Esses oficiais, perigosamente isolados em uma região da qual só conhecíamos bem a nossa fronteira anterior, dependiam de nossa superioridade de armamentos para sustentar as suas vitórias, e a cada dia eu via essa superioridade diminuir, devido ao desgaste e às perdas. Quanto aos reforços tão aguardados, eu não tinha esperança de vê-los, pois sabia que a maior parte de nossos recursos se encontrava dispersa pelo litoral, cuja exploração e progresso era a prioridade.
Ainda outro perigo nos ameaçava, a Região Central, praticamente abandonada e escassamente povoada, não conseguia suportar nossas constantes requisições de animais e mantimentos. Suas vilas estavam arruinadas e, se aquela situação continuasse, chegaria o momento em que os camponeses, cansados de suportar o peso de sustentar a máquina militar, prefeririam conviver com os bandos do submundo.
O governador era um general benquisto e popular entre os soldados e impôs rigorosas restrições às tropas, às quais ele próprio seguia, disseminando a doutrina por ele chamada de Disciplina de Guerra, que depois tornou-se popular entre as forças militares do continente. Ele enviou de volta para o litoral os imprudentes e ambiciosos, e mandou trazer artífices e engenheiros. Ele determinou reparos nas fortificações que o excesso de orgulho deixara negligenciadas e abandonou completamente qualquer posição que fosse custosa demais para manter.
Os burgomestres, acostumados a uma quase independência, reagiam contra a situação e o futuro aproximava-se arregado com as nuvens pesadas de revoltas e divisões. O governador se livrou dos incompetentes e mandou executar os piores entre eles. Aquele oficial tão querido revelou-se também inexorável.
Os meses se passaram e sucederam-se as estações. A vida na fronteira cobrava seu preço e reduzia nossos oficiais e soldados ao mesmo nível de bestialidade de nossos inimigos.

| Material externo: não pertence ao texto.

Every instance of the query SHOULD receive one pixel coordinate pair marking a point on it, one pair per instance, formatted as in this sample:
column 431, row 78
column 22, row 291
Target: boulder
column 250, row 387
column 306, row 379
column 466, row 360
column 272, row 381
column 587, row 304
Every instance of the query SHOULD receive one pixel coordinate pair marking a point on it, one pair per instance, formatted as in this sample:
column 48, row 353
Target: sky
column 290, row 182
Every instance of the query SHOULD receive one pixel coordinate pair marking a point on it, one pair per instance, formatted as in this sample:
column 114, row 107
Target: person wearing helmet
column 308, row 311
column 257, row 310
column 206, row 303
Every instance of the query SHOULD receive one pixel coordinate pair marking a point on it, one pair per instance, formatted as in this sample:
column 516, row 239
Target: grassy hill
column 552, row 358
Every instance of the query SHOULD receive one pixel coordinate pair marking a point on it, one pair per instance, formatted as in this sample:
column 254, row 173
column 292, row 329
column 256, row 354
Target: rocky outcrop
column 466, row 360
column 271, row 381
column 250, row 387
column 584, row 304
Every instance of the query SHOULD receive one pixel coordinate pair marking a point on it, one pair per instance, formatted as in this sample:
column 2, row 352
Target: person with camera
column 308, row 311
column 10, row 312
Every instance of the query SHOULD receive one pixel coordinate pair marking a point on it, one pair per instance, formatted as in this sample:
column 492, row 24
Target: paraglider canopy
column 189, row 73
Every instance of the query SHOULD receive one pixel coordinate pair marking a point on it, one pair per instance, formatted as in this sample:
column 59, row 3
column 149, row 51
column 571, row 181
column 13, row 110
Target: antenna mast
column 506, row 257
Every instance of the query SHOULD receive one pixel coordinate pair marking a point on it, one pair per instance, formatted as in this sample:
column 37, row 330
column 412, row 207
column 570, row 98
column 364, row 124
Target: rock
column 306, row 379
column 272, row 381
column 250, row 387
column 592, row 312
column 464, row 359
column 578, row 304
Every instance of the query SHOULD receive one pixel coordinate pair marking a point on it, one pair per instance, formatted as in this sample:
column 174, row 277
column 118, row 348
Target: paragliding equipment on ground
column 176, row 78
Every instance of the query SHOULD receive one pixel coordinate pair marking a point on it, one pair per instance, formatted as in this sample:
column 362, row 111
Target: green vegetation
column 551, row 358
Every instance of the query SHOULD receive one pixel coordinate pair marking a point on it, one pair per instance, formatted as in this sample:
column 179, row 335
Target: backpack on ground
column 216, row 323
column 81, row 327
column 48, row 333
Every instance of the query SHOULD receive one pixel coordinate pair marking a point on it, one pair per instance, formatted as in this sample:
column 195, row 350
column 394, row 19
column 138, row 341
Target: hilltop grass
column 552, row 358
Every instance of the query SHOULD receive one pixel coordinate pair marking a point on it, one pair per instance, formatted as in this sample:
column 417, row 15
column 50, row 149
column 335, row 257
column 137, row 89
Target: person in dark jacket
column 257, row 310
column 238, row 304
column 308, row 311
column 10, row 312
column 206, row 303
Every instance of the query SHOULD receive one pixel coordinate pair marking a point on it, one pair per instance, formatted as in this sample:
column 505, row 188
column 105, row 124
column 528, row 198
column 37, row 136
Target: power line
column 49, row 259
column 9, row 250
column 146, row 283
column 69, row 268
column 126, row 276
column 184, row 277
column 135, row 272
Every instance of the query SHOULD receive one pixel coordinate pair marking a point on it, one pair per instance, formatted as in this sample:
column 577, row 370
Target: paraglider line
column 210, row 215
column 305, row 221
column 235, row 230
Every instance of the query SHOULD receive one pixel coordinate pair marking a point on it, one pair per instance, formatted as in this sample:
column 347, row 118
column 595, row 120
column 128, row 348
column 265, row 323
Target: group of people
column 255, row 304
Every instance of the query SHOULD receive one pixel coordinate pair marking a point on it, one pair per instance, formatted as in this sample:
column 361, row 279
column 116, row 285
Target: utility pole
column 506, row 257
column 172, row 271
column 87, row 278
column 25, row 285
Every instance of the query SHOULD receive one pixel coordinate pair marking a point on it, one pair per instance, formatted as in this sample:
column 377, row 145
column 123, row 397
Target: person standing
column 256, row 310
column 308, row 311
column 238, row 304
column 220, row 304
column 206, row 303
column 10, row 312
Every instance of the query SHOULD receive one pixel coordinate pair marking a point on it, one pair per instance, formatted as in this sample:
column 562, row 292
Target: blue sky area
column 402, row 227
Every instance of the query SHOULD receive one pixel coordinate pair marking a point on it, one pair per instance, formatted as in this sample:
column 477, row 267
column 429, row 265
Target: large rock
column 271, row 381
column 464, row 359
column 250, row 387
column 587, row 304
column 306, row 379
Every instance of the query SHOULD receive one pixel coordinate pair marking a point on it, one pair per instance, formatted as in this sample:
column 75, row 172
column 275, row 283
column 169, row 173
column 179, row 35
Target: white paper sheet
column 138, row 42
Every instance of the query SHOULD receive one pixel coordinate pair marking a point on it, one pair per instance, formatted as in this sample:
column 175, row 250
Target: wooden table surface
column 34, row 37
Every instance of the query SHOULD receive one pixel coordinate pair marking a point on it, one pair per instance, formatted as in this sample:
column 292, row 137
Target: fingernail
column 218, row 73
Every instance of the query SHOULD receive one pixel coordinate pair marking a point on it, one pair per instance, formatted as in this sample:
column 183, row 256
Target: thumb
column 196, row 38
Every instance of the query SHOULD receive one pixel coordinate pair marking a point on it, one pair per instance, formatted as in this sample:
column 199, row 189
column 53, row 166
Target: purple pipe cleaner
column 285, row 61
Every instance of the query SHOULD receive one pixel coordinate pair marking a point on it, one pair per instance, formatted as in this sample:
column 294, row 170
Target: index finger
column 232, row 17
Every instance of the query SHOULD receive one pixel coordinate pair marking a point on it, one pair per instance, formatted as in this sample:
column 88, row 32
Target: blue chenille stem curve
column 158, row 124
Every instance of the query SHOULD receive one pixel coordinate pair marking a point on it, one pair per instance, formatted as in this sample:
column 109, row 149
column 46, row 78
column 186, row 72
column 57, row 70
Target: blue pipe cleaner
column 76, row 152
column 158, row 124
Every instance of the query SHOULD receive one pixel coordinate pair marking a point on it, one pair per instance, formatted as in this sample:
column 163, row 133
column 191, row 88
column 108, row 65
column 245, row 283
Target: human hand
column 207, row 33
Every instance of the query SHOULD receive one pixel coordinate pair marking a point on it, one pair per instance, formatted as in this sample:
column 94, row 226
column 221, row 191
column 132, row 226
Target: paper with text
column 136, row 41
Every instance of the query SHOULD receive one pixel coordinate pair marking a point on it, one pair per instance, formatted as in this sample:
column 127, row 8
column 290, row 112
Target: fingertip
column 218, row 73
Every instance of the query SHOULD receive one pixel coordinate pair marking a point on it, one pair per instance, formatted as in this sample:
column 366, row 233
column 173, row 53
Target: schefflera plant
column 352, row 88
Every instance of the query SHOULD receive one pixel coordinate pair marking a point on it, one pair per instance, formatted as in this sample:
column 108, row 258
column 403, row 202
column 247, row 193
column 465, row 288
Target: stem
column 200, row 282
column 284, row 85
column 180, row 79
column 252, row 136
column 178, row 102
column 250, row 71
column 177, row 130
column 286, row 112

A escassez de recursos e as doenças tornavam as dificuldades da campanha piores para ambos os lados. Os inimigos começaram a queimar vivos os prisioneiros. Nós começamos a executar os nossos, ante a falta de recursos para conduzi-los como escravos ao litoral. As estacas das paliçadas foram coroadas com cabeças. Os inimigos torturavam os seus reféns, muitos pereceram, outros sobreviveram, terrivelmente desfigurados.
O terreno clamou também suas vítimas, grupos de cavaleiros que atolavam nos pântanos, ou eram carregados pelas correntes, soldados vitimados pelo peso de suas armaduras, grupos de batedores inexperientes que simplesmente desapareciam sem deixar vestígios.
Em meio a tudo isso, eu e um grupo de oficiais nos juntamos em torno do General, uma companhia de soldados devotados, que demonstraram a mais elevada forma de virtude, que é a determinação de servir.
Um fugitivo das forças de nossos inimigos, que passou a atuar como intérprete para nós, arriscou-se para retornar às suas fileiras de origem e fomentar a revolta e a traição. O líder de um dos grupos contra os quais lutávamos concordou em passar para o nosso lado e, daquele momento em diante, os seus guerreiros passaram a lutar para proteger os nossos postos avançados.
Alguns ataques destemidos, aparentemente imprudentes, mas habilidosamente calculados, mostraram aos inimigos o absurdo que era nos enfrentar. Um dos líderes adversários, seguindo o exemplo de seus ancestrais, foi encontrado morto em sua tenda, com todas as suas esposas, estranguladas, próximas de horríveis berços com os corpos de suas crianças.
As perdas mostravam a sua futilidade e o desperdício que representavam. Quantos daqueles mortos poderiam ter sido absorvidos por nós e poderiam, em algum tempo futuro, ser nossos aliados na luta contra hordas ainda mais selvagens e hostis.
Finalmente, os últimos atacantes desbaratados desapareceram como vieram, para as profundezas, rumo àquela obscura região de onde ninguém duvidava que outra tempestade viria, mais cedo ou mais tarde.
Com a vitória, enfim, a ordem voltou a reinar. Até agora.